Lilian Laslandes : “‘J’ai vu Laslandes là’. Oui, tu m’as vu, j’avais un peu bu, peut-être, et alors ?! Et toi, qu’est-ce que tu fais là ? ‘Je décompresse de la semaine’. Bah moi aussi…”
Pour Kampo, l’ancien attaquant des Girondins de Bordeaux, Lilian Laslandes, a expliqué que sa carrière de joueur était indissociable de sa vie d’homme, car il est tout le temps resté lui-même.

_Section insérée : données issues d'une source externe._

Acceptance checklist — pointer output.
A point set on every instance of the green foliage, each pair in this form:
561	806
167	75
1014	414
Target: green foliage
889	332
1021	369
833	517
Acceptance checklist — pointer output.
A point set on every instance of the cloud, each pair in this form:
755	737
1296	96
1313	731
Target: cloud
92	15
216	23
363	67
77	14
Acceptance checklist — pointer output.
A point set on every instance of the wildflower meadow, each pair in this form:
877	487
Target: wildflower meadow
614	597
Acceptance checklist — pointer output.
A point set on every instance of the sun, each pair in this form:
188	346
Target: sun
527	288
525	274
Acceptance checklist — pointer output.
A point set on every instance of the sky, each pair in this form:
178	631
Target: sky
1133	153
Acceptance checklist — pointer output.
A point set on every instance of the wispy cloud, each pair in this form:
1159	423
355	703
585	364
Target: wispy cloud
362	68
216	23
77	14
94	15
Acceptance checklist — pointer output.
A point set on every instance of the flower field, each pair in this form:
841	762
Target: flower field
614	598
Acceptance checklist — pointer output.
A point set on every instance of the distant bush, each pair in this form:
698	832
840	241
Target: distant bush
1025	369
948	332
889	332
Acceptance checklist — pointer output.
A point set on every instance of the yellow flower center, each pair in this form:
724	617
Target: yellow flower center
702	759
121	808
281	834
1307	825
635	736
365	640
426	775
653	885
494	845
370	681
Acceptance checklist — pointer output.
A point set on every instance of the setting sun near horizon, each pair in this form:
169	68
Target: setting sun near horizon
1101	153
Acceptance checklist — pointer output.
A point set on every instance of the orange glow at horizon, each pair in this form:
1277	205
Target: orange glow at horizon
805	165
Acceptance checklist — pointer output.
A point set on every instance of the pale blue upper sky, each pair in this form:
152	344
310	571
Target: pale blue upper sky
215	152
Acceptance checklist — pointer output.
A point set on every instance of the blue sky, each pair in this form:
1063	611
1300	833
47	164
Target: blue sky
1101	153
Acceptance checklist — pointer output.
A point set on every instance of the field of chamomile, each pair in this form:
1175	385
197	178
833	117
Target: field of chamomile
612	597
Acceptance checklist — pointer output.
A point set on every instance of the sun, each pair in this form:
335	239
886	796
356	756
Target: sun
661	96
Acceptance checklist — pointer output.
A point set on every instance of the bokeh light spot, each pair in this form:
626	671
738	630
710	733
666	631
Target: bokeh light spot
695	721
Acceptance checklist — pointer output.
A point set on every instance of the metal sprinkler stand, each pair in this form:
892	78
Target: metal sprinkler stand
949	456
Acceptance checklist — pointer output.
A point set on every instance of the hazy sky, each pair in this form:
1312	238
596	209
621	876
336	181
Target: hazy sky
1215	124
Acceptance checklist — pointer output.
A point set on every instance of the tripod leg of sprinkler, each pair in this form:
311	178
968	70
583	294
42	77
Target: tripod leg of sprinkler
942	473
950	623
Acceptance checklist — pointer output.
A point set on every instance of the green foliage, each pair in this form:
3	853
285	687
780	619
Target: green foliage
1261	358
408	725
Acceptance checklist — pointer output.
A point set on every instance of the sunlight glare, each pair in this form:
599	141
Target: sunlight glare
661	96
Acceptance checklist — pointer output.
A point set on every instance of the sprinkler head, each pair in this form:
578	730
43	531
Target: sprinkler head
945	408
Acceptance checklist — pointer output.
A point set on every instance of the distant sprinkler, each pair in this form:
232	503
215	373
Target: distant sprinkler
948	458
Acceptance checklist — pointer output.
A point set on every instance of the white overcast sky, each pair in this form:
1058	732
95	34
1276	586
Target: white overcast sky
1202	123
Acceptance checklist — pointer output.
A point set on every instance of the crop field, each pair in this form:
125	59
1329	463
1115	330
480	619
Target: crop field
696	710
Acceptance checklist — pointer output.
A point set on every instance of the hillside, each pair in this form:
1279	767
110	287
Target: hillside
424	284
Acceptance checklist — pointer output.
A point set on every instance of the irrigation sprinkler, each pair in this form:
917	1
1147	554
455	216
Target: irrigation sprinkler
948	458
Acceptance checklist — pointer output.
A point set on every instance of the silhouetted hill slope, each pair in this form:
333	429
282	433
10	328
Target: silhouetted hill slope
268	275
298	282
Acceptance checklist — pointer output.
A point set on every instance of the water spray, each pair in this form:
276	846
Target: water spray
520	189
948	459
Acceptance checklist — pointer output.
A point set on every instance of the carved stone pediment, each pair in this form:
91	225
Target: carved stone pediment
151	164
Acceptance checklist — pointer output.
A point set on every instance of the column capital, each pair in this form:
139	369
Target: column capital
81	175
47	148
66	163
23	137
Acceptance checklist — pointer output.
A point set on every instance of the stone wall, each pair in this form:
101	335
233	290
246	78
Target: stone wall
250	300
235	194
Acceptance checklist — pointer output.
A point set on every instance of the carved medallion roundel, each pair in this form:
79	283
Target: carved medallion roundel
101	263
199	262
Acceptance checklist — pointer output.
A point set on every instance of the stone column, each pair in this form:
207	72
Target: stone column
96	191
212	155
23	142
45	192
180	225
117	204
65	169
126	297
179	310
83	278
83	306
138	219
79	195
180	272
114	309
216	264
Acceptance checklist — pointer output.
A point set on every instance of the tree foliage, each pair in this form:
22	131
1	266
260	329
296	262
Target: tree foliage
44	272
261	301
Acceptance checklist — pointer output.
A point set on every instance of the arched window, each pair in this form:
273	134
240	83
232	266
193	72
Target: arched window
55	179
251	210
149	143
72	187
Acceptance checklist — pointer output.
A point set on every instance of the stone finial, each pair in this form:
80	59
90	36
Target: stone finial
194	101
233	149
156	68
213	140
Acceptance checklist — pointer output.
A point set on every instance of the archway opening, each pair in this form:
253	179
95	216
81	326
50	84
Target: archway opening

« Je ne me suis jamais interdit, à part quand on avait des matches le samedi, de sortir. Mais les garçons dans le vestiaire savaient que si après un match j’avais envie de sortir, je sortais, c’était comme ça. De toute façon, si tu sors la veille d’un match, tu ne peux pas jouer… Les personnes qui imaginent ou inventent ces choses-là, ce sont des menteurs. Une chose vraie, c’est que j’avais besoin de ça, parce que j’ai perdu des personnes chères très tôt aussi, et je vivais pour eux dans ma tête. Je me suis toujours attaché à ça, de vivre les moments que j’avais envie de vivre, sans jamais m’interdire quoi que ce soit. Alors, ça a pu choquer des gens, ‘oui j’ai vu Laslandes là’. Oui, tu m’as vu, j’avais un peu bu, peut-être, et alors ?! Et toi, qu’est-ce que tu fais là ? ‘Je décompresse de la semaine’. Bah moi aussi… Voilà. Quand on voit des joueurs de rugby aujourd’hui qui font des exploits, et derrière s’amusent entre eux et reviennent sur le terrain travailler… Ils ont vécu un moment ensemble, en famille, avec leur staff… C’est ça pour moi le partage, c’est ça un club. Ce n’est pas juste les joueurs, le coach… Non, c’est aussi le Président, les secrétaires, tout ça… ».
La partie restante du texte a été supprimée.